The New York Post reported that during a recent conversation, Trump 2024 senior adviser Jason Miller said it was “pretty safe to say it won’t be” businessman Vivek Ramaswamy, who dropped out of the Republican primary and endorsed Trump on Monday night after winning just 7.7% of the vote and three delegates in the Iowa Caucuses. 

All year, Ramaswamy ran a campaign that was strictly complimentary and deferential to ostensible opponent Trump, prompting speculation as to his true goal. Over the weekend, Trump and several of his top social media surrogates abruptly turned on Ramaswamy as “not MAGA.”

However, Miller was far less committal on the prospect of Trump joining forces with Haley, who in addition to representing his administration at the UN served as governor of South Carolina from 2011 to 2017. The adviser merely “said he would let Trump speak about his decision,” the Post reported.
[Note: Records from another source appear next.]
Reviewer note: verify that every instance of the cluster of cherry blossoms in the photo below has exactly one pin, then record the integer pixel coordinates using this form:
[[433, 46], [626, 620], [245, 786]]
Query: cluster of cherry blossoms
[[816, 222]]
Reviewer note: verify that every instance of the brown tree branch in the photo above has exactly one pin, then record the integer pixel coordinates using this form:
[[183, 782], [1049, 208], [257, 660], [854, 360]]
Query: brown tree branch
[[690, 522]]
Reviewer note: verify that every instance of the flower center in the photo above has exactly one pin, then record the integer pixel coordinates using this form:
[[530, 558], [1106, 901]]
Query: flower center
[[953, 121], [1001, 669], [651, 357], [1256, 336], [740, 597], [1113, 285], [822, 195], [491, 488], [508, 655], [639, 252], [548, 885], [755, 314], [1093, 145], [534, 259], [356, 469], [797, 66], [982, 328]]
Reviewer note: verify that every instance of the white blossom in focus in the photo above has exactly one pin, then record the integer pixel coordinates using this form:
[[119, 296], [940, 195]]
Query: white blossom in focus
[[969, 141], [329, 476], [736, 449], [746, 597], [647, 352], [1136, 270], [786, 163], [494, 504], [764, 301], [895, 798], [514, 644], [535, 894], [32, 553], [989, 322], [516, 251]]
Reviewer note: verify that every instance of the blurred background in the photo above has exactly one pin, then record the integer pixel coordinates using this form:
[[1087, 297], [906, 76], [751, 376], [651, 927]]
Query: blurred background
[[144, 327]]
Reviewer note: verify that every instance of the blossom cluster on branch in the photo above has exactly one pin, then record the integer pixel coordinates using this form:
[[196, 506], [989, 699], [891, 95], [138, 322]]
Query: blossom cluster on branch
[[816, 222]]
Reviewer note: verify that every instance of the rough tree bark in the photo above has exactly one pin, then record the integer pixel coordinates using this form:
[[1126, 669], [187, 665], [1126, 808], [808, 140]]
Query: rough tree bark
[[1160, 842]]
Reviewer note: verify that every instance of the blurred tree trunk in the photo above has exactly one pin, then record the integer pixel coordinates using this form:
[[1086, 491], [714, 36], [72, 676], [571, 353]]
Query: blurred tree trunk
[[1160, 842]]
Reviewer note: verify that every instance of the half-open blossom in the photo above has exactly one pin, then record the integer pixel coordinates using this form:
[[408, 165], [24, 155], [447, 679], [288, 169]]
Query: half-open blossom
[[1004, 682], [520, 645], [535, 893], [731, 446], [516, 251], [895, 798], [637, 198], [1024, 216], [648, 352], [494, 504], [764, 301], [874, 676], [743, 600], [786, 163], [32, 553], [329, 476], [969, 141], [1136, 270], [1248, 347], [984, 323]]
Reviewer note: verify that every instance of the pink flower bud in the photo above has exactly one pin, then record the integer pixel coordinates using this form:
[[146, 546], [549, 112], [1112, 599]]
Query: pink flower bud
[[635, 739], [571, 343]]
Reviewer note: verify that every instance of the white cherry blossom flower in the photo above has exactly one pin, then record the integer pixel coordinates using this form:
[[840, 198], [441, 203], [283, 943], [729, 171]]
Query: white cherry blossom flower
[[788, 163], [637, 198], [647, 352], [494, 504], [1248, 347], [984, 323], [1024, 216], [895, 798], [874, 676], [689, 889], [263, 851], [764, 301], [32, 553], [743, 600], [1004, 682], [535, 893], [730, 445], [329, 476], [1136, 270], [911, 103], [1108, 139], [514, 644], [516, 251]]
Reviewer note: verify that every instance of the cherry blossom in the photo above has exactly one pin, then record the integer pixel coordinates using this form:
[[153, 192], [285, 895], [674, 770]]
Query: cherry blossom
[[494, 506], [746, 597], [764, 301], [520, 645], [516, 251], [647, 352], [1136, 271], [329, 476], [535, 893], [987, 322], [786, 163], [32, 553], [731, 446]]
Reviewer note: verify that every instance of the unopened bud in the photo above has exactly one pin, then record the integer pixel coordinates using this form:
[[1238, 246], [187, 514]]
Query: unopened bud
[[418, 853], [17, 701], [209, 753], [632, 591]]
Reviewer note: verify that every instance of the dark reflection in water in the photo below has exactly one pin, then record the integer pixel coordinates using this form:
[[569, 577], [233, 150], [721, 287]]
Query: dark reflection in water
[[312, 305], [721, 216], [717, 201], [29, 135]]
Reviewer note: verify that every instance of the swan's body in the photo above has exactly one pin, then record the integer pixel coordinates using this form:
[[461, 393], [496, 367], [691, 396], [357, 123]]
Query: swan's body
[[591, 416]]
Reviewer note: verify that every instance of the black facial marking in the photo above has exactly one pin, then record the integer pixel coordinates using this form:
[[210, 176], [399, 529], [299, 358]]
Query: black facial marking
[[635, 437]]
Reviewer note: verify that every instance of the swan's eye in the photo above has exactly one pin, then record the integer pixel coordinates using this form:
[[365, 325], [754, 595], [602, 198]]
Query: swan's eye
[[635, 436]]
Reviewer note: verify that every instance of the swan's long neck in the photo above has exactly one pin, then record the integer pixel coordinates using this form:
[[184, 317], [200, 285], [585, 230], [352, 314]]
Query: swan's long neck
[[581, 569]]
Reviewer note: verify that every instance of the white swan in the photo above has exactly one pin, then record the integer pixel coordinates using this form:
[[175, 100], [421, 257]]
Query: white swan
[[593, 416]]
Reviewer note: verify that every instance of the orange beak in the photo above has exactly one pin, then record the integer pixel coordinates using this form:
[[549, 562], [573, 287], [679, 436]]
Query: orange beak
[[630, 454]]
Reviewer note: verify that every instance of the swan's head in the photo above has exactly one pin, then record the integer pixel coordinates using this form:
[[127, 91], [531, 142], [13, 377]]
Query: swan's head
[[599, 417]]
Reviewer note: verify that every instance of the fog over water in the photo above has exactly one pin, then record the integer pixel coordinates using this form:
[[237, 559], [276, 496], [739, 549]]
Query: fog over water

While a darling of some in the Republican establishment and the deep donor pockets of the libertarian Koch network, Haley is out of step with the Republican base on numerous issues. She has preached “consensus” on abortion and that pro-lifers aren’t nice enough to the other side, opposed Florida governor and 2024 opponent Ron DeSantis’s revocation of special government privileges to leftist corporation Disney, briefly called for an end to online anonymity, is more hawkish on foreign policy than the populist sentiment currently dominant in conservative media, as governor bowed to left-wing pressure to endorse removing the Confederate Flag from the state capitol, and in 2020 promoted Black Lives Matter’s false claim that a noose had been placed in the garage of black NASCAR driver Bubba Wallace.

Most recently, during a presidential town hall, Haley took a question from a voter who said he was “really bothe[ed]” by a September interview with Megyn Kelly in which Trump “had trouble answering the question, could a man become a woman? And I’m just wondering what, what your response to that question is?”

Haley responded by first arguing that while “Trump was the right president at the right time,” “rightly or wrongly, chaos follows him,” thanks in part to “how he communicates.” She then declared that “we should not allow any gender change surgeries to anyone before the age of 18. Period,” and that “after the age of 18, we want to make sure people can live any way they want to live.” 

“I don’t think we should ever in any way have any sort of permanent changes” with minors, she concluded, “but after 18, I’m not going to say anything.” She ended without ever answering the original question.

“She was asked the most basic question – is the sky blue, is the grass green, does the alphabet start with ‘A’ – and failed the test,” Kelly opined. “Nikki Haley knows very well what the answer to that is, but it was a pander to the radical, activist rabid trans representatives.”

Nevertheless, for weeks speculation has run rampant about a Trump-Haley ticket, with possible explanations ranging from placating Republican elites ambivalent about Trump, to Trump getting access to Haley’s donors to help offset his legal bills. Various MAGA influencers have recoiled at the chatter, which Haley has bristled at but not explicitly ruled out. Trump himself, who continues to belittle Haley as “Birdbrain” and a “Globalist RINO,” said last week that he “know[s] who it’s going to be,” an announcement his campaign later downplayed as not having been discussed in “any great detail.”

Trump maintains a commanding lead for the Republican presidential nomination. He won his first primary victory on Monday in the Iowa caucuses, receiving 51% of the vote and 20 delegates to DeSantis’s 21% and nine delegates, and Haley’s 19% and eight delegates.

Fluctuating national polls currently have Trump narrowly leading a close race with Biden should the former president be nominated, although voters also say that potential convictions in his various ongoing trials will make them less likely to support him. It’s also speculated that Democrats may replace Biden with a younger Democrat such as Gavin Newsom or Dean Phillips, and it is not yet certain which candidate would lose more votes to Robert F. Kennedy Jr.’s independent presidential run.